A Hat in Time PC Review
It seems like most games I review these days have been Kickstarted. I think it really shows what a positive force the gaming community can be when pulled together over a common goal. This time around it was for A Hat in Time, a throwback to old-school platformers that takes heavy inspiration from Super Mario 64 and the likes, that managed to raise almost $300,000 (~£230,000); 1000% of their original pledge goal. And although the game currently only takes around 8 hours to fully complete, thanks to the sheer amount of extra funding they received, it seems it will be extended via future DLC installments according to some of the unavailable stretch goals that promise extra chapters and a New Game+ mode.
The game starts when a particularly moronic member of the mafia from the planet below smashes a hole in Hat Kid’s spaceship, in order to collect some kind of tax, and all of her ‘time pieces’, as well as herself, are sent raining down on the world below.

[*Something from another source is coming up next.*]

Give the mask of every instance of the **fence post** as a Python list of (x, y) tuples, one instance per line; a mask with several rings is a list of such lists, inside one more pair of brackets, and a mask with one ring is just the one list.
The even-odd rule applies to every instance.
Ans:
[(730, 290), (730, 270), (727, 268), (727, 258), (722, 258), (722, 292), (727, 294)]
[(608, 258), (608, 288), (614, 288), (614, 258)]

This is a particularly concerning issue as her ship apparently runs on the energy of these magical time-manipulating objects so she can’t return home (wherever that may be) without them. Thus begins the quest for the 40 missing time pieces, which I found pretty strange as far as collectibles go because there are basically no time-controlling abilities or puzzles in the entire game. They may as well have just been bits of stardust or Rubik’s cubes. Nethertheless, the game begins from there with a clear goal in focus – collect.
There are 3 different collectibles to find – gems that act as currency to purchase power badges, balls of yarn that are used to unlock new hats, and obviously time pieces, which are required to unlock new areas and are collected upon completing main objectives. Being labelled a ‘collect-a-thon’, I expected to be progressing through open worlds of varying sizes that each come with their own contained challenges. Instead, there’s an odd mix of the different styles of platforming games. For example, the first three worlds pop the player back out to the hub world upon collecting a time piece, similar to the older 3D Super Mario games, where as the fourth world (my personal favourite) does not. Instead, it allows the player to just explore and complete the missions within freely. In the same vein, the first, third, and fourth worlds are what I would consider ‘open’, whereas the second is strictly linear, even containing stealth sections and story-focussed objectives. I found this disconnect quite jarring and instead of feeling like it was keeping things interesting by mixing it up, it just came off as confusing. I had no idea what was happening at first in the the fourth and final world, as all of a sudden I was granted the freedom to explore and complete sections in any order I pleased, which I had been wanting to do all along.
The gameplay is pretty much what anyone would expect from a 3D platformer – running, jumping, and avoiding obstacles. In that respect it doesn’t really do anything to stand out above the rest with regards to challenge or any kind of unique mechanic. There are different hats to unlock, each providing a new power that can be switched between on the fly, but even those are not something exactly new to the world of platformers. The power to ground pound, run, or throw bombs etc are relatively old tools that are simply presented in a new way. The badges are much the same. Badges can be purchased using gems from an incredibly interesting looking character that is constantly glitching out in an extraordinary fashion but disappointingly whose backstory is never delved into. They provide benefits such as taking no fall damage or the power to shoot laser beams but must be equipped to activate, with three being the max. What I don’t understand, though, is why they need to be limited – why can’t the player just have all of them equipped? None of them are game-breaking and one of them, the hookshot, is absolutely imperative to have on, essentially reducing the max slots back to two.
It’s odd decisions like these and the need to have the player select the missions from the hub world instead of from within the current area that have me believe A Hat in Time follows the mechanics of the older games it tries to replicate a bit too closely. Instead of honouring the nostalgic gems whilst improving on them, it seems to follow them too blindly and in doing so loses anything that would have made it unique over any other platformer. In fact, I’d say that’s quite indicative of the entire experience, with exception to the awesome boss fights that are surprisingly challenging and come with some seriously rocking music. What A Hat in Time does do to stand out, however, is introduce incredibly wacky and colourful worlds and characters. I mean, a movie studio run by birds and a place called ‘Mafia Town’ just couldn’t be found anywhere else. The dialogue is often funny, however silly, and brings a lot of life to the world, allowing the player to just let themselves go for a while and have a little fun.
True, the main plot is pretty much forgotten about for the entire game until the climax but it’s the little stories within each of the four worlds that are more interesting, anyway. Hat Kid gets thrown into all kinds of crazy situations, bouncing around from being a movie star to some kind of shadow monster’s lackey and more. The playful childishness of the experience is really what pulls it all together and even though it’s by no means a bad game – it was definitely the angle it needed to hold together all the loose parts. After all, nostalgia can only do so much before players realise that games have moved on and evolved for a reason, especially when an absolute titan like Super Mario Odyssey was released almost besides it and flawlessly shows how to truly mix the old and new into something else entirely. In all I’d recommend A Hat in Time as a quick pick up game when there’s a lull in the market (which 2017 definitely hasn’t had), but not at it’s current price of £22.99, especially with the amount of irritating bugs I encountered throughout.